In order to make accurate measurement, data is required. The types of data are not often readily available, as it typically isn’t captured or use by the organisation already. Further compounding this problem, the need for ESG spans across companies, and the sharing of information.The foundations for coordination are not yet established and therefore this can often mean it leads to manual processes and additional work. 

The approach taken therefore must be tailored to the approach that is most appropriate in a given companies circumstances with the level of data that is achievable. As well as maintaining a level of flexibility to allow the process to enhance and mature. 

Lack of standardisation and the need for change

Regulation as we have explained, is only just starting to shed some light on what expectations are and introduce standardisation which can be adopted. The landscape is expected to continue to shift over the coming years. The time for sitting and waiting however is over, companies must take action to be ready before it arrives, knowing that their processes will need to continue to evolve and develop as factors change around them.  

Learn By Doing

Solving the challenges that ESG will place on organisations will inevitably require some iteration and you must start where you are today, over time developing sophistication as knowledge is built and the groundwork on data and dependencies become available.

As is often the way, taking a principle based approach is likely to yield the best outcomes. Extending on the point above that emissions are estimations, this therefore means that this is a data modelling challenge, and you will  have similar processes already operating in your organisation that this sits alongside.  Don't, therefore look at this in isolation, look to leverage consistency across these disciplines to drive efficiency and ease of transition.

Approach

The common approaches to deriving emissions are detailed below, this typically takes spend data (of varied degrees of detail) and converts to emissions through a "factor". Being the assumed amount of C02 Emitted per Pound, Euro or Dollar of spend. Factors can also be of varied degrees of detail and source, and typically accuracy can assume to increase the more detailed you perform the calculations or the closer the source is the origin. This will become increasingly a challenge for organisations as they will be required to sign off that they have a suitable degree on confidence in the accuracy of their emissions. This can only be achieved if they understand the basis for arriving at the measurement, and they can perform an assessment of its potential weaknesses.

Method 1

Spend by Spend type (Software, Office Supplies, Widgets) x Industry Assumed Factor.

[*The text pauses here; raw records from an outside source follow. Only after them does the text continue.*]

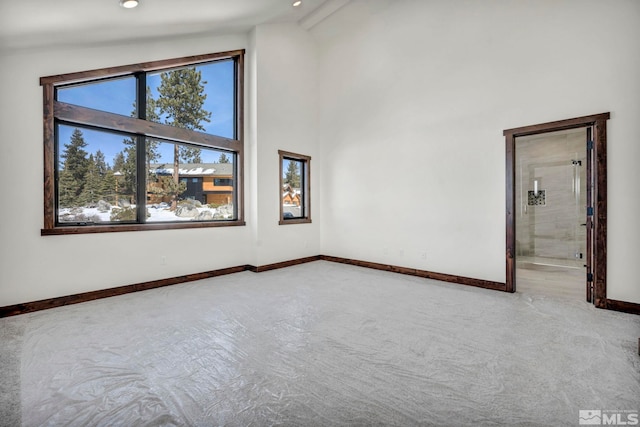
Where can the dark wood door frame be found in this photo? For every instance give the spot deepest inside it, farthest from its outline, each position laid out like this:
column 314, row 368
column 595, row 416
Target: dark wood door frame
column 598, row 124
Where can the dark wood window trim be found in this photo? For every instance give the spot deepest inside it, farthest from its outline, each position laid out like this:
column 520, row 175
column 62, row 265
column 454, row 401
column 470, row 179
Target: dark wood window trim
column 306, row 186
column 598, row 122
column 81, row 116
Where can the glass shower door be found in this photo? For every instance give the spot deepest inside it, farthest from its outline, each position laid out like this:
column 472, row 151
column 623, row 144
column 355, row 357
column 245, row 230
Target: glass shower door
column 551, row 200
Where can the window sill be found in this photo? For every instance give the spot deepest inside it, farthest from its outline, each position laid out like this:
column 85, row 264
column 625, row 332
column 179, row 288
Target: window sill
column 295, row 221
column 91, row 229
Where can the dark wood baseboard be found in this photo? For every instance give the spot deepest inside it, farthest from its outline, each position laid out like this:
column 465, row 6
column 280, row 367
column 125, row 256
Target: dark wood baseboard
column 283, row 264
column 624, row 306
column 420, row 273
column 29, row 307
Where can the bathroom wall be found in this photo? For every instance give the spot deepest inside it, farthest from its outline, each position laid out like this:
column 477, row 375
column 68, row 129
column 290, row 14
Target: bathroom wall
column 548, row 225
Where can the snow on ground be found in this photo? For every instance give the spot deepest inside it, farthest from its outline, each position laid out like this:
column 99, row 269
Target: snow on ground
column 159, row 213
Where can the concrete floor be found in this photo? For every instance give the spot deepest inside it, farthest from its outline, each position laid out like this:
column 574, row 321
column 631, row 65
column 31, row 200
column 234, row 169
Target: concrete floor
column 539, row 277
column 319, row 344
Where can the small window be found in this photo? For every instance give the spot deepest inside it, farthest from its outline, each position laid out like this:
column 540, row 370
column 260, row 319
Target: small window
column 295, row 206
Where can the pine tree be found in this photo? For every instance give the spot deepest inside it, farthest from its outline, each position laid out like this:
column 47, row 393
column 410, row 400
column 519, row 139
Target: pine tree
column 101, row 163
column 180, row 101
column 92, row 188
column 74, row 168
column 67, row 187
column 292, row 175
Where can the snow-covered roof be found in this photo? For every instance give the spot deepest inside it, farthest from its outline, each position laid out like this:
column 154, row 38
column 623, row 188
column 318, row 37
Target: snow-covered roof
column 193, row 169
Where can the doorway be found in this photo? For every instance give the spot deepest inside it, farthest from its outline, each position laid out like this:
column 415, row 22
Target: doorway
column 551, row 213
column 556, row 208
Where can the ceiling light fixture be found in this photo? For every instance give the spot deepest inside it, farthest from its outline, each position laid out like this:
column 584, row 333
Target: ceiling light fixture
column 129, row 4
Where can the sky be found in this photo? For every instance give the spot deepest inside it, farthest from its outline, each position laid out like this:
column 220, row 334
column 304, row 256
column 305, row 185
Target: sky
column 118, row 96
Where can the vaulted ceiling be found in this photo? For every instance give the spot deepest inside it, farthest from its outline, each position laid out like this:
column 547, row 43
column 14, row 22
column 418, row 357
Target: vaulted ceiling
column 41, row 23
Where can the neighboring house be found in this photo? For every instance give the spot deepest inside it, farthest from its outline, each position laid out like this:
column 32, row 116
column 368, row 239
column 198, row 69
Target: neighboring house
column 206, row 182
column 291, row 196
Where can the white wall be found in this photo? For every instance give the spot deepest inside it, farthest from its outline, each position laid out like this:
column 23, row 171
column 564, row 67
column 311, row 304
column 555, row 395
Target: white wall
column 285, row 119
column 33, row 267
column 414, row 96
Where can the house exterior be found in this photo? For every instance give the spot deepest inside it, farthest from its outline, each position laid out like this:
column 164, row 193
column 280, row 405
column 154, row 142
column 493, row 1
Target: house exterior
column 291, row 196
column 206, row 182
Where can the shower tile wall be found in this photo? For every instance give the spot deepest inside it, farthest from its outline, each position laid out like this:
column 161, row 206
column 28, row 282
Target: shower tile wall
column 551, row 232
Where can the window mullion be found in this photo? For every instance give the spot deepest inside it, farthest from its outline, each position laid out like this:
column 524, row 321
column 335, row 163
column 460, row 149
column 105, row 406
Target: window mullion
column 141, row 150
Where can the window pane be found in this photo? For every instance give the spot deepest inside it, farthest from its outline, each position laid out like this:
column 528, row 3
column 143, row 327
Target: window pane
column 114, row 96
column 292, row 191
column 199, row 98
column 204, row 189
column 96, row 176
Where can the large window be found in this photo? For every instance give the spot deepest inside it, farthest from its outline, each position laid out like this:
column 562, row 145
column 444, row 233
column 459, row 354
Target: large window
column 148, row 146
column 295, row 203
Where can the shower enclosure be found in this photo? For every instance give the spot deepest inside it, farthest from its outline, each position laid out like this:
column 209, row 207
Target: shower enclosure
column 550, row 202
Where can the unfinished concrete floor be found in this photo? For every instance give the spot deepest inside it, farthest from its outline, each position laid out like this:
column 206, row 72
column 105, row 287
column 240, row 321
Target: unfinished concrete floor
column 319, row 344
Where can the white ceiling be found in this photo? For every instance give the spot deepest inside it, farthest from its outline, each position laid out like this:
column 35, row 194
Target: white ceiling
column 41, row 23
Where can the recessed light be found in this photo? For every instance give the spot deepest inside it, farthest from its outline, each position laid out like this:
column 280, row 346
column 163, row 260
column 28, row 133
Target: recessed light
column 129, row 4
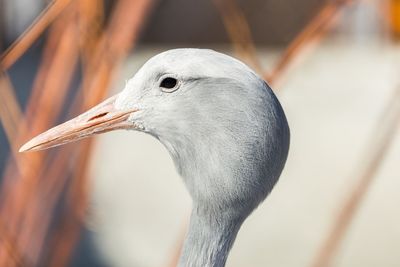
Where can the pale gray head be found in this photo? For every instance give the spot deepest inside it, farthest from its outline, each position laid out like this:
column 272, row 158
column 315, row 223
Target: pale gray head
column 223, row 127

There are a range of publicly available datasets which can provide you with this information as a starting point.

Method 2

Add additional dimensions to this data to increase granularity, such as geography, changes in factors over time with an appropriate source of factor.

Method 3

Consideration for whether spend has changed by volume - leading to increased emissions or purely on price inflation.

Method 4

Supplier level spend data x supplier specific factors.

Spend level data resides in your ERP system.

Supplier factor can either coming by way of publicly available information (Published Financial Statements or press releases), or through direct communication with suppliers. Data providers also exist to aggregate this publicly available information to reduce data gathering efforts, as regulations develops this will become simpler and more accurate as a source.

Other Considerations

If you are seeking a solution, choosing your partner and any tooling that you require is a key decision. When considering an out of the box solution you should consider

  • Are they attempting to deliver to a broad range of customer types and industries
  • Does it lack flexibility to adequately tailor it to your organisations needs
  • Is it one size fits all with regards to the starting position from which you begin

These factors have risks, risk that it wont achieve the desired outcomes or that you will later become restricted by conflicting priorities of customers across sectors and industries as legislation needs before specific to sectors. As your maturity increases this may lack the flexibility to customise or integrate with your existing processes and data.